指定将具有非零值的整数视为true，将具有零值的整数视为false.文字常量.TRUE.具有1的整数值和文字常量.FALSE.的整数值为0.此表示形式由8.0之前的Intel Fortran版本和Fortran PowerStation使用.

默认值为fpscomp nologicals，它指定将奇数整数值(低位1)视为true，并将偶数整数(低位零)视为false.

文字常量.TRUE.具有整数值-1和文字常量.FALSE.具有0的整数值.Compaq Visual Fortran使用此表示形式. Fortran标准未指定LOGICAL值的内部表示形式. 在LOGICAL上下文中使用整数值或将LOGICAL值传递给用其他语言编写的过程的程序是不可移植的，可能无法正确执行.英特尔建议您避免依赖于LOGICAL值的内部表示形式的编码实践.

(添加了重点)

现在，LOGICAL的内部表示形式通常不成问题，因为根据我的收集，如果您按规则"进行游戏，并且不要跨越语言界限，您不会注意到.对于符合标准的程序，不存在直接转换".在INTEGER和LOGICAL之间；我看到的唯一可以将INTEGER推入LOGICAL的方法似乎是TRANSFER，它本质上是不可移植的，不能提供真正的保证，或者是非标准的INTEGER<->. LOGICAL分配后的转换.

记录了后一个 > 总是使结果始终为非零-> .TRUE.，零-> .FALSE.和您可以看到，在所有情况下都生成了代码来实现此目的(甚至尽管在使用传统表示法的ifort情况下它是复杂的代码)，所以您似乎无法以这种方式将任意整数推入LOGICAL中.

logical*1 function integer_to_logical(x)
    integer, intent(in) :: x
    integer_to_logical = x
    return
end function integer_to_logical

integer_to_logical_:
        mov     eax, DWORD PTR [rdi]
        test    eax, eax
        setne   al
        ret

LOGICAL*1的反向转换是整数零扩展(gfort)，因此，为了兑现上面链接的文档中的合同，很显然，我们希望LOGICAL值为0或1./p>

但通常，这些转换的情况有点一团糟，所以我就远离他们.

所以，长话短说:避免将INTEGER数据放入LOGICAL值，因为即使在Fortran中它也很糟糕，并确保使用正确的编译器标志来获取ABI兼容的布尔值表示形式和互操作性使用C/C ++应该没问题.但是为了更加安全，我只在C ++一侧使用普通的char.

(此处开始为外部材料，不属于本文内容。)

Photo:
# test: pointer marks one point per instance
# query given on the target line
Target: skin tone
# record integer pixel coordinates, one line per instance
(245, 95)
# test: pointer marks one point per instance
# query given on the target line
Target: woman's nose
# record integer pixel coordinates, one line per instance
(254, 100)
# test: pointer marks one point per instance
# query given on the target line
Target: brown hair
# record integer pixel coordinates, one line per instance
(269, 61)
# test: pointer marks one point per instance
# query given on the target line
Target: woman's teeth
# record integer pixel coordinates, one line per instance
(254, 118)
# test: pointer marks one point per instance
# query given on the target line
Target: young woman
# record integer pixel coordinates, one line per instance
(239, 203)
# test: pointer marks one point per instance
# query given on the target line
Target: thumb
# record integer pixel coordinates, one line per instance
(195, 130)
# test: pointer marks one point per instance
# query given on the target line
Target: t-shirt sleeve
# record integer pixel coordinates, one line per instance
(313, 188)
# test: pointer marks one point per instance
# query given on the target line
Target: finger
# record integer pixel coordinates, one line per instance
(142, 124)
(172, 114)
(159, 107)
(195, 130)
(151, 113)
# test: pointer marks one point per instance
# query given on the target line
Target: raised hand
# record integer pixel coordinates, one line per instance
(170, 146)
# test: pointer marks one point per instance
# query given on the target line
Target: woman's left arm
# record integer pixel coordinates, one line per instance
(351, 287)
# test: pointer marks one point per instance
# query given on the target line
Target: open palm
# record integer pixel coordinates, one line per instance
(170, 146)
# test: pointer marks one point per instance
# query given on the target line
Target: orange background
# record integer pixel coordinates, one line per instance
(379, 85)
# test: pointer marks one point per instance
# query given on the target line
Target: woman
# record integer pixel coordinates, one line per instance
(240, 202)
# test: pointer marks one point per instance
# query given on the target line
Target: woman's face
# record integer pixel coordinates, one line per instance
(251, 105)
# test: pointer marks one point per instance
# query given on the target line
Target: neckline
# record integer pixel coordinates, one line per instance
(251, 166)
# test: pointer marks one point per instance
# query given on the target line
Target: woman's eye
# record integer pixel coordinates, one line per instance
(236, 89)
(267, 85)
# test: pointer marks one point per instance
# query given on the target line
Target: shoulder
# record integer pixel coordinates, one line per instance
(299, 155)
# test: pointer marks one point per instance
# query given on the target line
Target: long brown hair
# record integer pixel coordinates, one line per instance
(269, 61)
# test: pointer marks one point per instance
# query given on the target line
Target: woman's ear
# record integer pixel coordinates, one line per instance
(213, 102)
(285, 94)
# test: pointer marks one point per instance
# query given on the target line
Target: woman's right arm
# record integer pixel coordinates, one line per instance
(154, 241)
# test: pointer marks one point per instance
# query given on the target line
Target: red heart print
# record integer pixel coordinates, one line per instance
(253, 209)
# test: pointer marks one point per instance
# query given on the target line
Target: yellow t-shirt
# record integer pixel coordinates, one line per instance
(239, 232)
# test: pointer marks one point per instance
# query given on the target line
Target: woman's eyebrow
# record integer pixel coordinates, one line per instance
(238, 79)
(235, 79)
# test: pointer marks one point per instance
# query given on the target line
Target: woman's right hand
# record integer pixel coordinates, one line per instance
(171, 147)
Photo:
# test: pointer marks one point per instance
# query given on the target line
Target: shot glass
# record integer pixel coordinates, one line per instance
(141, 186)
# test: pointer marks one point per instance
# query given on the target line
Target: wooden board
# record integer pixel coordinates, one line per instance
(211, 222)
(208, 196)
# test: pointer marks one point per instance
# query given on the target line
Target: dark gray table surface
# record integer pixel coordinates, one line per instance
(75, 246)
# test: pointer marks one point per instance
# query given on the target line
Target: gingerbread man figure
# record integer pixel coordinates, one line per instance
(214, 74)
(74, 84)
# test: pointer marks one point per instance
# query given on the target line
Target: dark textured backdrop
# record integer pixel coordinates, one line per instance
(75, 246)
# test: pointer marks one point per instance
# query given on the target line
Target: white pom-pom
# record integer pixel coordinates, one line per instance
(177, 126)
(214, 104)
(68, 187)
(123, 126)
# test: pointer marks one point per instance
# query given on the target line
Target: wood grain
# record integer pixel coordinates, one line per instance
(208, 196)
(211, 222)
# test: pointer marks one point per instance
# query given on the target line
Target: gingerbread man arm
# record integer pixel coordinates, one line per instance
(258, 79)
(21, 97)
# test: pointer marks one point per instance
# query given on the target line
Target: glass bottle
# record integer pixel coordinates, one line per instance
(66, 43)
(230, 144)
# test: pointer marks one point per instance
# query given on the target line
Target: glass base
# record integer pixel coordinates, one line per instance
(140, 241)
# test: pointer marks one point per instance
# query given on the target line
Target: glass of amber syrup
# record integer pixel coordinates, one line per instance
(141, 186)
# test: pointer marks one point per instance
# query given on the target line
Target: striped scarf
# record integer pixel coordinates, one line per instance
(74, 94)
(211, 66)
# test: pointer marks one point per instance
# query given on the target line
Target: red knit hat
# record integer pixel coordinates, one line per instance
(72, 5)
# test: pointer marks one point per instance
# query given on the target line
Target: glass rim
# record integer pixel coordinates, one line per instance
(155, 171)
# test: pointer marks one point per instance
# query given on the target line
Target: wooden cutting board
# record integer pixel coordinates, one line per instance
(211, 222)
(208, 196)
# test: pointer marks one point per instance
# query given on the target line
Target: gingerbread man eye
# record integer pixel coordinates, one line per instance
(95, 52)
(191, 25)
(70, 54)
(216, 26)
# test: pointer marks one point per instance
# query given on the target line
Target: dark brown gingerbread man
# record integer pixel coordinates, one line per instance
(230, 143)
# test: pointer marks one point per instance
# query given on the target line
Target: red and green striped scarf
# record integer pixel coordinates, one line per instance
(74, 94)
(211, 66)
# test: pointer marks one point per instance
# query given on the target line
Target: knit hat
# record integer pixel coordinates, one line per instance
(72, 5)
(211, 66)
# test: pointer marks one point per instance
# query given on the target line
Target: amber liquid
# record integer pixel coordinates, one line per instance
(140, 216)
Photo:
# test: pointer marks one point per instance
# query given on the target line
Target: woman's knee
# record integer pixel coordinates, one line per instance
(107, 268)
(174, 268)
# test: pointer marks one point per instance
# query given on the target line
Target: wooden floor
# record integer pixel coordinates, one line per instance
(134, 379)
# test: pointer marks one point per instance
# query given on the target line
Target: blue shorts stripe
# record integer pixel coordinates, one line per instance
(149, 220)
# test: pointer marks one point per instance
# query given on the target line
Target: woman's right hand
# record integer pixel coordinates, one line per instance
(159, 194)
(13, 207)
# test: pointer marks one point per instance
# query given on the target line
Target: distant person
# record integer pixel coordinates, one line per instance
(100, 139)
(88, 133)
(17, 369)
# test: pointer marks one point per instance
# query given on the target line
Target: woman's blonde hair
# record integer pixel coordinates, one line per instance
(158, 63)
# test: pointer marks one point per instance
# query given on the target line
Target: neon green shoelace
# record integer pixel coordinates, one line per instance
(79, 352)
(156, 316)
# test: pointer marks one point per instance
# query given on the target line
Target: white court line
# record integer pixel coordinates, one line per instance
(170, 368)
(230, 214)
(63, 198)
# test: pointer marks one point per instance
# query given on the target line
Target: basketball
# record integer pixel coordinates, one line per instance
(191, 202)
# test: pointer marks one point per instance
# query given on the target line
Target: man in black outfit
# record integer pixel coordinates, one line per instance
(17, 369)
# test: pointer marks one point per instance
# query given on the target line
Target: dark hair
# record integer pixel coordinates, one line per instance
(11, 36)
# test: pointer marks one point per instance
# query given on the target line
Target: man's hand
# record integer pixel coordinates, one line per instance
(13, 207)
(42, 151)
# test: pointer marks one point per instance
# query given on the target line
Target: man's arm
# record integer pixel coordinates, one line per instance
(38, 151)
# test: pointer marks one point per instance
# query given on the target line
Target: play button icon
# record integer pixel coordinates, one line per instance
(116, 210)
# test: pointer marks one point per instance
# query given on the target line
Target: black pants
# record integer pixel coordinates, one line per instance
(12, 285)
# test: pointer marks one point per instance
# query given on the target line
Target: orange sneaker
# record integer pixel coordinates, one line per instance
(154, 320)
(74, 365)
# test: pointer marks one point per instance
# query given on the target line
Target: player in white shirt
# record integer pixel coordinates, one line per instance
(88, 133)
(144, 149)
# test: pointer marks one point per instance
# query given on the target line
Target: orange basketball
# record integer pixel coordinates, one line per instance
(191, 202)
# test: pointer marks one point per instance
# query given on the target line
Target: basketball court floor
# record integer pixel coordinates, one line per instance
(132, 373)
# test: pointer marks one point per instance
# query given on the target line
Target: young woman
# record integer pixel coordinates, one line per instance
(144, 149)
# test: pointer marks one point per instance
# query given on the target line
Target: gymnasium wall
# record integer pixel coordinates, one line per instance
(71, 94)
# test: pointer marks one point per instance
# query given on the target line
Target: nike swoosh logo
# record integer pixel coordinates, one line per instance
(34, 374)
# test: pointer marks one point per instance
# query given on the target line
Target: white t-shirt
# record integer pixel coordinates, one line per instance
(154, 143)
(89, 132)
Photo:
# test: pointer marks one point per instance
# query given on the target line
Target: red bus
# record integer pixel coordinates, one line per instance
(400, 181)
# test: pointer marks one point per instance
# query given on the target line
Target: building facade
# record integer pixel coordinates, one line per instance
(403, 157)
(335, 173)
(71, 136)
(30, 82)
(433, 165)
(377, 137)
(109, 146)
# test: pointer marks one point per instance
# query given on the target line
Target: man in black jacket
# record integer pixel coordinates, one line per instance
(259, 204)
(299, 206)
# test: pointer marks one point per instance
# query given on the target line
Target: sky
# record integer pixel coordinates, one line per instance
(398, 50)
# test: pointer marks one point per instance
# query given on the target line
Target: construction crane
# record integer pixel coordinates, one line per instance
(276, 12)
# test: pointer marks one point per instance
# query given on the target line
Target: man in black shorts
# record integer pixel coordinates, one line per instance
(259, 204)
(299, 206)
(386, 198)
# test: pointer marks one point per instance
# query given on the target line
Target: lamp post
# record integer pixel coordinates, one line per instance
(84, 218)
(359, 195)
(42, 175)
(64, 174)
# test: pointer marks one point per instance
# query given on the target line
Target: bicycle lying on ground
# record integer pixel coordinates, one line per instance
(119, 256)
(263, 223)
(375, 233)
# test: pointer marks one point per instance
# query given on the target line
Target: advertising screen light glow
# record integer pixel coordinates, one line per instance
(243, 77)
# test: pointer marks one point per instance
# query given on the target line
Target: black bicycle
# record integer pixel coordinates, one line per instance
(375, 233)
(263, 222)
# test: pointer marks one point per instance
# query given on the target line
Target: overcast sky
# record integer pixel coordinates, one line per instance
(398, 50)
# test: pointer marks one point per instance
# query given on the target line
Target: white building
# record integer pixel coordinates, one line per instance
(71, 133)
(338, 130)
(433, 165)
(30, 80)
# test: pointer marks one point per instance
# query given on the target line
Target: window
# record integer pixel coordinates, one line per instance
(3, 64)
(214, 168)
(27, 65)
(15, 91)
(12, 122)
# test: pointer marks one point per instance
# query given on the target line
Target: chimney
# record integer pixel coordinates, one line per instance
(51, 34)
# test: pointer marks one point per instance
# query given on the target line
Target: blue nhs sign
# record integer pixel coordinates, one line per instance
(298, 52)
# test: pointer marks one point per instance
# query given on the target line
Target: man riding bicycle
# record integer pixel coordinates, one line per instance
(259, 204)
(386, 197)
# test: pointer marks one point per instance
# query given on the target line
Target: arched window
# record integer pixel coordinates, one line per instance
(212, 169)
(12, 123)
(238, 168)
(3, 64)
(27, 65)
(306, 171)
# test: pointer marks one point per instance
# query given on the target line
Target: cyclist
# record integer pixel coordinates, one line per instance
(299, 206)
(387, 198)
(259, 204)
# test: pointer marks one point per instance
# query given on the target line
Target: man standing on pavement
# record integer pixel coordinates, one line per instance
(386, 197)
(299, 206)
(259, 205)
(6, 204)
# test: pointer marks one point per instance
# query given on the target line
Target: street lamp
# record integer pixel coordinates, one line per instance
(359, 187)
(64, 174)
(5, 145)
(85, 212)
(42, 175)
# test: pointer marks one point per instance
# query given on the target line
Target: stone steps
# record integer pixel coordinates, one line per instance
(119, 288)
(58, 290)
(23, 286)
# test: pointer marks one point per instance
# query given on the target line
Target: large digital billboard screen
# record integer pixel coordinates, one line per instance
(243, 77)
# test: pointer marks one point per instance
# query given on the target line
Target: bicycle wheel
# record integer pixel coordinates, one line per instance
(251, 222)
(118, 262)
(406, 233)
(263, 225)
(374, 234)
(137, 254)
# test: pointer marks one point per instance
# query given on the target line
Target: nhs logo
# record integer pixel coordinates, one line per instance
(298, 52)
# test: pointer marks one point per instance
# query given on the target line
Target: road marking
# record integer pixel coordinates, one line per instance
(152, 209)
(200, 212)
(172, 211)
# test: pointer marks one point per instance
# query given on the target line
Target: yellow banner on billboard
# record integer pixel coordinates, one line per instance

最后，从我收集到的信息中从文档开始，在ifort中，内置了对与C互操作性的支持，包括布尔值；您可以尝试利用它.

If I get a bool variable and set its second bit to 1, then variable evaluates to true and false at the same time. Compile the following code with gcc6.3 with -g option, (gcc-v6.3.0/Linux/RHEL6.0-2016-x86_64/bin/g++ -g main.cpp -o mytest_d) and run the executable. You get the following.

How can T be equal to true and false at the same time?

       value   bits 
       -----   ---- 
    T:   1     0001
after bit change
    T:   3     0011
T is true
T is false

This can happen when you call a function in a different language (say fortran) where true and false definition is different than C++. For fortran if any bits are not 0 then the value is true, if all bits are zero then the value is false.

#include <iostream>
#include <bitset>

using namespace std;

void set_bits_to_1(void* val){
  char *x = static_cast<char *>(val);

  for (int i = 0; i<2; i++ ){
    *x |= (1UL << i);
  }
}

int main(int argc,char *argv[])
{

  bool T = 3;

  cout <<"       value   bits " <<endl;
  cout <<"       -----   ---- " <<endl;
  cout <<"    T:   "<< T <<"     "<< bitset<4>(T)<<endl;

  set_bits_to_1(&T);


  bitset<4> bit_T = bitset<4>(T);
  cout <<"after bit change"<<endl;
  cout <<"    T:   "<< T <<"     "<< bit_T<<endl;

  if (T ){
    cout <<"T is true" <<endl;
  }

  if ( T == false){
    cout <<"T is false" <<endl;
  }


}

/////////////////////////////////// // Fortran function that is not compatible with C++ when compiled with ifort.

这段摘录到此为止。